Search code examples
pythonalgorithmlevenshtein-distancefuzzy-comparisonlcs

How can I find the best fit subsequences of a large string?


Say I have one large string and an array of substrings that when joined equal the large string (with small differences).

For example (note the subtle differences between the strings):

large_str = "hello, this is a long string, that may be made up of multiple
 substrings that approximately match the original string"

sub_strs = ["hello, ths is a lng strin", ", that ay be mad up of multiple",
 "subsrings tat aproimately ", "match the orginal strng"]

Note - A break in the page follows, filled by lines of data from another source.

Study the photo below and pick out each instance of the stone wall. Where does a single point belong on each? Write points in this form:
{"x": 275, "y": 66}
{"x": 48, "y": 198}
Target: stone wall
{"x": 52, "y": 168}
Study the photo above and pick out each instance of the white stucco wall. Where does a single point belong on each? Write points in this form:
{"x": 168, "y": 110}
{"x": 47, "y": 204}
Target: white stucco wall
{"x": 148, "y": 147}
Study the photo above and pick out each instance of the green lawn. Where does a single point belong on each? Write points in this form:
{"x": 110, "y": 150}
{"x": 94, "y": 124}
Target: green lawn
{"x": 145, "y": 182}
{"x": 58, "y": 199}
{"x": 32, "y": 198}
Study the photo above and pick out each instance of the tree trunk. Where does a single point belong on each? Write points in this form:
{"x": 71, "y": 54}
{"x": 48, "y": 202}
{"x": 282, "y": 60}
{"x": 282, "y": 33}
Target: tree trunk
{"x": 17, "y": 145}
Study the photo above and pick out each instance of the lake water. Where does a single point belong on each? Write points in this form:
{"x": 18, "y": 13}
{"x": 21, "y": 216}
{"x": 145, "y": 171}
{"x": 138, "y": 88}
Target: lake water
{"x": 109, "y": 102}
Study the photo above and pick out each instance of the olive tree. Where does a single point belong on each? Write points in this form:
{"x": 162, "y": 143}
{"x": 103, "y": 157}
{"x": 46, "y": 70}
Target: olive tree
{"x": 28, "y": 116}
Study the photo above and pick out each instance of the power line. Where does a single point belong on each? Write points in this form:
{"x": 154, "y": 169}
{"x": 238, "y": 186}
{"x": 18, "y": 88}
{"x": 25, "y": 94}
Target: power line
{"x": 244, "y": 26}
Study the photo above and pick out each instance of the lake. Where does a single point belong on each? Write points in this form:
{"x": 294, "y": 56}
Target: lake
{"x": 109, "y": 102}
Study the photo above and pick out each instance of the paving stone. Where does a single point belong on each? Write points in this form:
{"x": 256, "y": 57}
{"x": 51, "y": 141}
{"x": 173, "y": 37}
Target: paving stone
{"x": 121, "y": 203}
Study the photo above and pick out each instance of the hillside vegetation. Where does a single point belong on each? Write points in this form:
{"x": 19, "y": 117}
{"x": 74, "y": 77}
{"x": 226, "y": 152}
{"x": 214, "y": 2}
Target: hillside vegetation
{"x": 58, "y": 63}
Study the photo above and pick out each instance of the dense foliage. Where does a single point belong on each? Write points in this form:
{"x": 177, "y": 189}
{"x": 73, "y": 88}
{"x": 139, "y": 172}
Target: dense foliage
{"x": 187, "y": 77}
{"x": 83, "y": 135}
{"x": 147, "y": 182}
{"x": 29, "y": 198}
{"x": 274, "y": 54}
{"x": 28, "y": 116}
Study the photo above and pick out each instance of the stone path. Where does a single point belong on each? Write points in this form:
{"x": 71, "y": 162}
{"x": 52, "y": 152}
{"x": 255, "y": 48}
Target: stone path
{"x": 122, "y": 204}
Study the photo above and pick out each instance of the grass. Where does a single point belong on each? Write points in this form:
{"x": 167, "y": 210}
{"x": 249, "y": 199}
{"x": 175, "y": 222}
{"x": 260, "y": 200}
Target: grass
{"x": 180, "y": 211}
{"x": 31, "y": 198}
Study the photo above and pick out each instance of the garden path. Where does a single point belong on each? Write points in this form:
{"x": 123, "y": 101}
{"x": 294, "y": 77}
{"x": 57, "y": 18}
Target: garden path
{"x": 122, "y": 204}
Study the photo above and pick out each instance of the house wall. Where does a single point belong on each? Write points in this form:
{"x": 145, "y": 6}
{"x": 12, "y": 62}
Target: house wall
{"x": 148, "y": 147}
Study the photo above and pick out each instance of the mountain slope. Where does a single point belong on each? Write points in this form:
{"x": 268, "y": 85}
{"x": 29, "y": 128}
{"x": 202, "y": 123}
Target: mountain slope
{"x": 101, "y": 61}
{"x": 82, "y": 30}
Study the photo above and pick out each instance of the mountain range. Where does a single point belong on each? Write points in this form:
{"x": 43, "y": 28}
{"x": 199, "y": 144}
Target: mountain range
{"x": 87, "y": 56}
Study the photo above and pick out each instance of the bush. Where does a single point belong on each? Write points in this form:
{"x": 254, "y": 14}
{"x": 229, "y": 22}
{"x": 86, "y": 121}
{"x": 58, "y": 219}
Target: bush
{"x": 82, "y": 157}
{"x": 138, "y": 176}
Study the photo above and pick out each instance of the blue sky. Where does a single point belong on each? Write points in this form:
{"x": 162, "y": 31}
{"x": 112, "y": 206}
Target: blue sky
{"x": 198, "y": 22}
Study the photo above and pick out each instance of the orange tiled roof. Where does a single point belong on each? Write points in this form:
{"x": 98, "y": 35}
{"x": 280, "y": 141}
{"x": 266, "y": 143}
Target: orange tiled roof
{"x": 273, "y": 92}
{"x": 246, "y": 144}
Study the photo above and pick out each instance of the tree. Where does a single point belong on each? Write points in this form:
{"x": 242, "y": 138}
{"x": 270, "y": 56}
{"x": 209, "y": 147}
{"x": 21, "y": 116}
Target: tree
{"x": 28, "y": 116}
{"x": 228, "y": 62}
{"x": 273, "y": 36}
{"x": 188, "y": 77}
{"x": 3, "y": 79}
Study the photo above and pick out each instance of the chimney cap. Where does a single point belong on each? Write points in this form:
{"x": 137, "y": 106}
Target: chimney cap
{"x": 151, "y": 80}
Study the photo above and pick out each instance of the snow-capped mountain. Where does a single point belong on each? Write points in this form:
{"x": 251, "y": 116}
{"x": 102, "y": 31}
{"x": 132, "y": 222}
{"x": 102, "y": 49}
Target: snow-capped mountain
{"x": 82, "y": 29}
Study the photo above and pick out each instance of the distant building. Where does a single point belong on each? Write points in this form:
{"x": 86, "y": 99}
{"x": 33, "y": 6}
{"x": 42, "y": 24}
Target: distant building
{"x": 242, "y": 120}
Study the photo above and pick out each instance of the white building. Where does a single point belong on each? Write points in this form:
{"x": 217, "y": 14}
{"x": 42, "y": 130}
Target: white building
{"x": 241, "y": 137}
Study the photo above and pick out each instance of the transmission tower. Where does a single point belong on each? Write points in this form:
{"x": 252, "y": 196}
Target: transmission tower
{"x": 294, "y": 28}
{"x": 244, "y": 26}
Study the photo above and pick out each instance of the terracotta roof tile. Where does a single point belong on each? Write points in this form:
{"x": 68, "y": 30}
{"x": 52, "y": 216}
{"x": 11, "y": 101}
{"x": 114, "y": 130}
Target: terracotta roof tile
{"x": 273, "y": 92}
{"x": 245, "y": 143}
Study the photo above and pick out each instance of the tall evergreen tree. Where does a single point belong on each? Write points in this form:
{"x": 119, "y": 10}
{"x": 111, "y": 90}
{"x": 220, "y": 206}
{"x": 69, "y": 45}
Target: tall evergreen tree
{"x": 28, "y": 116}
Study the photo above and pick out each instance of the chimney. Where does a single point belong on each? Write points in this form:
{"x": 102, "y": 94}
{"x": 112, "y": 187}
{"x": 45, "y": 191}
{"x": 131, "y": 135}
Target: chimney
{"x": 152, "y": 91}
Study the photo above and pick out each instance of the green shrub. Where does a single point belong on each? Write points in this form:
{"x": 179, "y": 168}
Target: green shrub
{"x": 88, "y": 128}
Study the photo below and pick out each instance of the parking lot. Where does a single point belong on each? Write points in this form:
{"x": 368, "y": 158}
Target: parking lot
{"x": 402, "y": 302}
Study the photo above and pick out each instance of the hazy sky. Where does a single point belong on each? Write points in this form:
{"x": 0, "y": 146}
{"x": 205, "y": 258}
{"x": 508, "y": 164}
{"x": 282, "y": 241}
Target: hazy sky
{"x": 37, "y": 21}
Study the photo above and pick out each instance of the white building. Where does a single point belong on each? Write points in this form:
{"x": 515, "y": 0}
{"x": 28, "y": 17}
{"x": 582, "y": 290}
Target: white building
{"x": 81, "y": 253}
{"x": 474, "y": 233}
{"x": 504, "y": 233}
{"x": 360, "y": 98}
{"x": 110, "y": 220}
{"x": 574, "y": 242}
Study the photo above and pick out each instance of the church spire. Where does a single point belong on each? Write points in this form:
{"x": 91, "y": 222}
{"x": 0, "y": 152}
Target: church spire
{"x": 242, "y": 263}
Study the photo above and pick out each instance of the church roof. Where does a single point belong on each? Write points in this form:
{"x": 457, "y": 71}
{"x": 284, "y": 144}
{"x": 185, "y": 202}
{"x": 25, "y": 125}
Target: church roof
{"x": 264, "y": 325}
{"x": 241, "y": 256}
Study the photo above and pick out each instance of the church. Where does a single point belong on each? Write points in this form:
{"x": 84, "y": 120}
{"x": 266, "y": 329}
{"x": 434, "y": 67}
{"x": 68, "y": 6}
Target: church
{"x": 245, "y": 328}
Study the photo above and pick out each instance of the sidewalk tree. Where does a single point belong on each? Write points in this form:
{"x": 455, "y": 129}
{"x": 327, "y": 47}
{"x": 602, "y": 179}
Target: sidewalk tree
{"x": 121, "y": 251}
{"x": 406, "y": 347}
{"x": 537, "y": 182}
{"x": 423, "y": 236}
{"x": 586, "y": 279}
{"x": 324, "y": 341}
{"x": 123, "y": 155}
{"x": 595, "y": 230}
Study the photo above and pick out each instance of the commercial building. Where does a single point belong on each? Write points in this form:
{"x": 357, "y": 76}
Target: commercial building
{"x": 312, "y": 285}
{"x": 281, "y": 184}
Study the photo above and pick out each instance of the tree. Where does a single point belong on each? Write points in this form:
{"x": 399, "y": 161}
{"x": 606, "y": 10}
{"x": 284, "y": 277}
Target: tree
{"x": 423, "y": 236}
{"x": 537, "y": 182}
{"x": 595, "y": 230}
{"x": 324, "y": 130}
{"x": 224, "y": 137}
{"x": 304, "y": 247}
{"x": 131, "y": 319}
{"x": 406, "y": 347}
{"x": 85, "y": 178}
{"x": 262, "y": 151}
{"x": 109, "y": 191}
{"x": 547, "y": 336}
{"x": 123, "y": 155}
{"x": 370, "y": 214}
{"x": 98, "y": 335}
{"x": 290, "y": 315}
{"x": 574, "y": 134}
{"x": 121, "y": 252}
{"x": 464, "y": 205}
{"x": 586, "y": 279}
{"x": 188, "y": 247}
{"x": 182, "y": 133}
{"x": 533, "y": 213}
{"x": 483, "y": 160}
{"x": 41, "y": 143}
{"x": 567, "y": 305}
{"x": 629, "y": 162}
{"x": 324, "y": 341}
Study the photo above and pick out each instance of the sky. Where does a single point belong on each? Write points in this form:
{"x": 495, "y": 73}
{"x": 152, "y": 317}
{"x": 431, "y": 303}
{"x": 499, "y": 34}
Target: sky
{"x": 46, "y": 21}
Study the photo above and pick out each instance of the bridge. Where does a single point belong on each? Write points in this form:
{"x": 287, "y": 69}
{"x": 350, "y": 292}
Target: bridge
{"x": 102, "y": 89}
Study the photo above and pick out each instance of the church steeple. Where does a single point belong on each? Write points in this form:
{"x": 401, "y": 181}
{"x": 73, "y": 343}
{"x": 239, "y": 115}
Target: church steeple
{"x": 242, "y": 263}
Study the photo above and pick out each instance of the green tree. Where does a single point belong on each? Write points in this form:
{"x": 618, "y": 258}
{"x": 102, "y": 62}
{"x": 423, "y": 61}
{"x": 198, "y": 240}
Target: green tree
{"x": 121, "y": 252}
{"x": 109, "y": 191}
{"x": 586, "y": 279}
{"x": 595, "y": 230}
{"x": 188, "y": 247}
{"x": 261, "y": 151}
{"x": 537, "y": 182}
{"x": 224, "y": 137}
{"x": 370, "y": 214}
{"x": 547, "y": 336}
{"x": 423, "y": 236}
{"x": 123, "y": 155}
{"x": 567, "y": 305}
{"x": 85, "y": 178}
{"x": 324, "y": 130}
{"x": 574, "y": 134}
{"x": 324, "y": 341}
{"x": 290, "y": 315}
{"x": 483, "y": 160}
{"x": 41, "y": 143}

How can I best align the strings to produce a new set of sub strings from the original large_str? For example:

["hello, this is a long string", ", that may be made up of multiple",
 "substrings that approximately ", "match the original string"]

Additional Info

The use case for this is to find the page breaks of the original text from the existing page breaks of text extracted from a PDF document. Text extracted from the PDF is OCR'd and has small errors compared to the original text, but the original text does not have page breaks. The goal is to accurately page break the original text avoiding the OCR errors of the PDF text.


Solution

    1. Concatenate the substrings
    2. Align the concatenation with the original string
    3. Keep track of which positions in the original string are aligned with the boundaries between the substrings
    4. Split the original string on the positions aligned with those boundaries

    An implementation using Python's difflib:

    from difflib import SequenceMatcher
    from itertools import accumulate
    
    large_str = "hello, this is a long string, that may be made up of multiple substrings that approximately match the original string"
    
    sub_strs = [
      "hello, ths is a lng strin",
      ", that ay be mad up of multiple",
      "subsrings tat aproimately ",
      "match the orginal strng"]
    
    sub_str_boundaries = list(accumulate(len(s) for s in sub_strs))
    
    sequence_matcher = SequenceMatcher(None, large_str, ''.join(sub_strs), autojunk = False)
    
    match_index = 0
    matches = [''] * len(sub_strs)
    
    for tag, i1, i2, j1, j2 in sequence_matcher.get_opcodes():
      if tag == 'delete' or tag == 'insert' or tag == 'replace':
        matches[match_index] += large_str[i1:i2]
        while j1 < j2:
          submatch_len = min(sub_str_boundaries[match_index], j2) - j1
          while submatch_len == 0:
            match_index += 1
            submatch_len = min(sub_str_boundaries[match_index], j2) - j1
          j1 += submatch_len
      else:
        while j1 < j2:
          submatch_len = min(sub_str_boundaries[match_index], j2) - j1
          while submatch_len == 0:
            match_index += 1
            submatch_len = min(sub_str_boundaries[match_index], j2) - j1
          matches[match_index] += large_str[i1:i1+submatch_len]
          j1 += submatch_len
          i1 += submatch_len
    
    print(matches)
    

    Output:

    ['hello, this is a long string', 
     ', that may be made up of multiple ', 
     'substrings that approximately ', 
     'match the original string']